De acuerdo con la asociación, el sector bananero del Magdalena y La Guajira genera más de 19.500 empleos directos formales y vincula a cerca de 450 pequeños productores, consolidándose como uno de los principales motores de desarrollo económico y social de la región. Asimismo, recordó que el banano es el tercer producto agrícola de exportación de Colombia y tiene una importante participación en la economía nacional.
Productores destacan inversiones sociales
Asbama indicó que la sostenibilidad del cultivo también se refleja en las inversiones que realizan los productores en las comunidades donde desarrollan su actividad. Entre ellas mencionó programas de mejoramiento de vivienda, educación, fortalecimiento de infraestructura comunitaria, apoyo a vías terciarias y distritos de riego.
Según la organización, estas acciones buscan mejorar la calidad de vida de las familias del Magdalena y La Guajira y fortalecer el tejido social en las zonas donde el banano constituye una de las principales fuentes de empleo formal.

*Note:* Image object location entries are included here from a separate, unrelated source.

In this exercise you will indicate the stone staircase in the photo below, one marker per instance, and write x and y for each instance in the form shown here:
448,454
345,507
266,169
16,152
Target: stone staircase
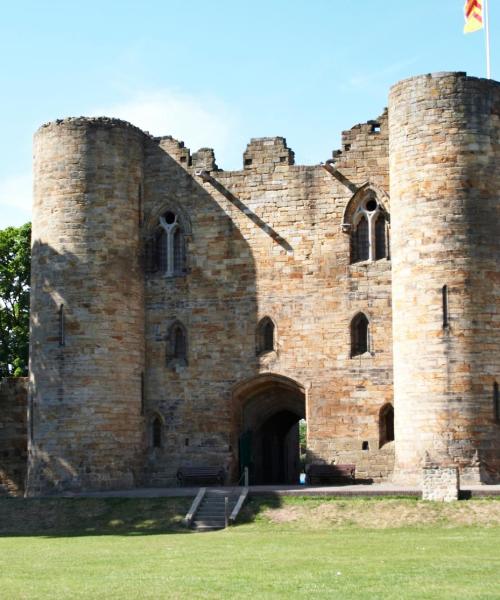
210,514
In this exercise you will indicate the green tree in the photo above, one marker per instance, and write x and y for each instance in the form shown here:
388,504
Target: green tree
15,267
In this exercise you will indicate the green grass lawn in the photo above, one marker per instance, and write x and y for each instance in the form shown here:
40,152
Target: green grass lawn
291,548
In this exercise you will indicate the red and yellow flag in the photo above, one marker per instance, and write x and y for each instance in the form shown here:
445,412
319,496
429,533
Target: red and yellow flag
473,10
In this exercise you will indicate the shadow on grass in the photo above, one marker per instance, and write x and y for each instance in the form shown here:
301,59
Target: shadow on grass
256,505
73,517
77,517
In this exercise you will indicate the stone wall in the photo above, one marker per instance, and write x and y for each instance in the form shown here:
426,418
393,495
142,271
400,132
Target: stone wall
267,241
13,435
445,213
87,307
270,240
440,483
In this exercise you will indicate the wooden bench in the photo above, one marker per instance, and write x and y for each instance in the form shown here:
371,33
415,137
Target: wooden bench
331,474
201,475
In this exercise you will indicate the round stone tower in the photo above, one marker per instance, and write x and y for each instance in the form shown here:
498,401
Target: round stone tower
87,307
444,150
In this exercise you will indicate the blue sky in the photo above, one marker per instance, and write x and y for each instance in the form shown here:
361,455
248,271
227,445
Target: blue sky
218,73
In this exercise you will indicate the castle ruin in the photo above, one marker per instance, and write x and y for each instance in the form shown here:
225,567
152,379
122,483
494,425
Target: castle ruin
185,315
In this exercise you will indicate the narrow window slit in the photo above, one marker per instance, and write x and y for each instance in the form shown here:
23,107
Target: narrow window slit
444,296
496,402
62,340
156,432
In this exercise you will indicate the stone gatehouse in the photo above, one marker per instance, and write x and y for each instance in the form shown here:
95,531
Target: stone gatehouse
186,315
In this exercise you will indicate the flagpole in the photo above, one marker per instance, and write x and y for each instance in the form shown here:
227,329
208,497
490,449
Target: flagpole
487,28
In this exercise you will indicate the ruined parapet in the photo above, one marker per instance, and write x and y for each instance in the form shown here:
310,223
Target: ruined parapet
13,435
176,149
266,152
87,307
445,217
204,159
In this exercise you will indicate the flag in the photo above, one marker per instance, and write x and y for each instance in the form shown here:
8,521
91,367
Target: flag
473,11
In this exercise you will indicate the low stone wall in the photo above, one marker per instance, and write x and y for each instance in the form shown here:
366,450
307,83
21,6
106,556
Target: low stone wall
440,483
13,435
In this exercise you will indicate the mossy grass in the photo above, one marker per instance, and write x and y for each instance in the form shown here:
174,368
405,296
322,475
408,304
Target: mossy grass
284,548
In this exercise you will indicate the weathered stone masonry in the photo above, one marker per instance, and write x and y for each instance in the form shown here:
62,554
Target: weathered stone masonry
135,372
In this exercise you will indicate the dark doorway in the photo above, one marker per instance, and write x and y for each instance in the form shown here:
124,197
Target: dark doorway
269,444
279,441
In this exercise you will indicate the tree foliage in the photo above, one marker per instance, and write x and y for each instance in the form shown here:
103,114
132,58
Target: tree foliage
15,257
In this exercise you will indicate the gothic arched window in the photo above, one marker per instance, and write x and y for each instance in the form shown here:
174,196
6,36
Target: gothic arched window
386,424
368,228
166,251
359,335
266,336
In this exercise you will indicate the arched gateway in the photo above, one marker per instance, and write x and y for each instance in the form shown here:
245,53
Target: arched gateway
268,409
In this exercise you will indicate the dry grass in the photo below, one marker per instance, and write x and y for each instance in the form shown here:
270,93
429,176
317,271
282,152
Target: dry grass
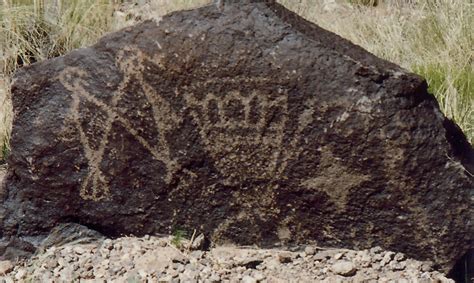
433,38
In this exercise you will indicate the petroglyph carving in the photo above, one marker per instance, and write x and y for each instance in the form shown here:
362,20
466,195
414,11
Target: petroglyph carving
130,61
242,132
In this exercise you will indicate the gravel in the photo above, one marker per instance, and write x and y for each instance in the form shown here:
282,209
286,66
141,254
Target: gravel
156,259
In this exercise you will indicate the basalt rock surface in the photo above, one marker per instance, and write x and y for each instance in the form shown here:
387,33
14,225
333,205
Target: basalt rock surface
247,123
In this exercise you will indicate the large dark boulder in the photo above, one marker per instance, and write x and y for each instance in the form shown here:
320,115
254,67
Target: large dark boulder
243,121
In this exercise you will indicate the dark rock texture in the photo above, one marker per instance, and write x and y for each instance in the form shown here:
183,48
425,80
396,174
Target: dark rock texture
245,122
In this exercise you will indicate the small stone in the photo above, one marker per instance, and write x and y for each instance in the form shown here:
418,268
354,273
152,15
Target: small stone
344,268
387,258
248,279
259,276
427,266
199,243
310,250
20,274
79,250
214,278
376,250
5,266
285,257
399,257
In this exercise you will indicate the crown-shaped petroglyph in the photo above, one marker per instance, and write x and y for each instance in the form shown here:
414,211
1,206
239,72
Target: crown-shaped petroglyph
130,61
245,132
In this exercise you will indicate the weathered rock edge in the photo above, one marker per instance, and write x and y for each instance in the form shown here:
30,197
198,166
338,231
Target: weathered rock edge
245,122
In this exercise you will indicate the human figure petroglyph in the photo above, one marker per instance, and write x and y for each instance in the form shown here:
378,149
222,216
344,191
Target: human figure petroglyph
253,134
130,62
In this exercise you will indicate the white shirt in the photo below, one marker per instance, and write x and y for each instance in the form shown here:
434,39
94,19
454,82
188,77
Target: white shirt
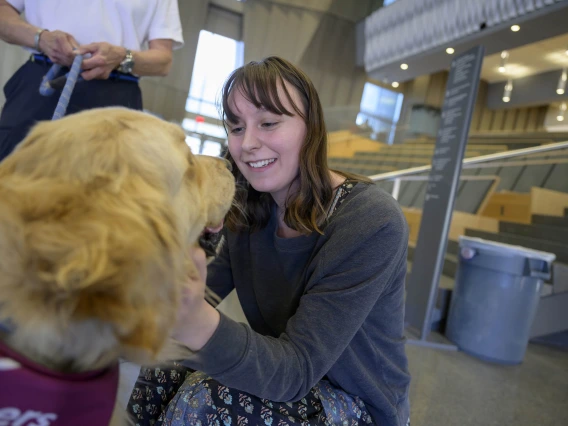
127,23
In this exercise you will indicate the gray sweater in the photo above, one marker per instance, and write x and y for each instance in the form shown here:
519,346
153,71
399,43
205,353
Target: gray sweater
323,305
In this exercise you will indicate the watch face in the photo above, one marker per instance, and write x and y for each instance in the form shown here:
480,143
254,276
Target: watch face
127,64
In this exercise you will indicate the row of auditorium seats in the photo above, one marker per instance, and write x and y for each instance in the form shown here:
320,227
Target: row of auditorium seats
520,174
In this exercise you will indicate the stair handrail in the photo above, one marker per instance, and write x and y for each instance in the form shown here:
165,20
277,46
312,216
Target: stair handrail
473,160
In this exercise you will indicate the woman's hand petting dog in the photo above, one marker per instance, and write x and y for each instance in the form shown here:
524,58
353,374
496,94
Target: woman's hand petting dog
197,320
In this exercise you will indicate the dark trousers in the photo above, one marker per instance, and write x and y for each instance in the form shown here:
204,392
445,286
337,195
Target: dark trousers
25,106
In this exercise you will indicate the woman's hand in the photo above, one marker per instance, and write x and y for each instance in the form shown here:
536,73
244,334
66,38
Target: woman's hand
105,58
197,320
58,46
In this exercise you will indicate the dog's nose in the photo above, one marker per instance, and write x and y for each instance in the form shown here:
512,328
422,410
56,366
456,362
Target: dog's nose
214,229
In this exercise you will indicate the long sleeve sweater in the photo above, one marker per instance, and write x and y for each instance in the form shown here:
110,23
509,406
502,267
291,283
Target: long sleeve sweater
318,306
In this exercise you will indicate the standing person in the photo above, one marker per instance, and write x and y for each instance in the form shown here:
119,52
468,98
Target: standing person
115,33
318,259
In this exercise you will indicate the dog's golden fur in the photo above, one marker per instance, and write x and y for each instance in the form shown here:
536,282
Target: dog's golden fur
98,211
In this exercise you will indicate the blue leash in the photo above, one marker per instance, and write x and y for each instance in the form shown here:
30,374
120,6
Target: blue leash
50,84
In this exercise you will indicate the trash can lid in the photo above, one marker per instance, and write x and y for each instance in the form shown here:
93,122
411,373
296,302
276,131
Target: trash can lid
501,248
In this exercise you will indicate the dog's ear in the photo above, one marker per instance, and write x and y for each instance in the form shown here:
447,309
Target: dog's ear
69,255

Competitividad enfrenta mayores desafíos
El gremio explicó que en los últimos años la actividad bananera ha debido enfrentar un entorno económico complejo, marcado por la caída de los precios internacionales, el incremento de los costos laborales, el aumento en los precios de los insumos agrícolas, los mayores costos logísticos y los efectos de la revaluación del peso colombiano.
A este panorama se suman nuevas exigencias ambientales y sociales impuestas por los mercados internacionales, que demandan mayores inversiones por parte de los productores sin que estos costos sean reconocidos en el precio final de la fruta.
Frente a este escenario, Asbama reiteró que los productores continúan implementando prácticas orientadas al uso eficiente del agua, la protección de la biodiversidad, el manejo responsable de insumos agrícolas y el cumplimiento de certificaciones internacionales para mantener una producción sostenible.
Finalmente, el gremio hizo un llamado a compradores internacionales, entidades gubernamentales y demás actores de la cadena de valor para avanzar hacia relaciones comerciales más equilibradas que permitan preservar la competitividad, el empleo formal y el desarrollo rural asociado al cultivo del banano.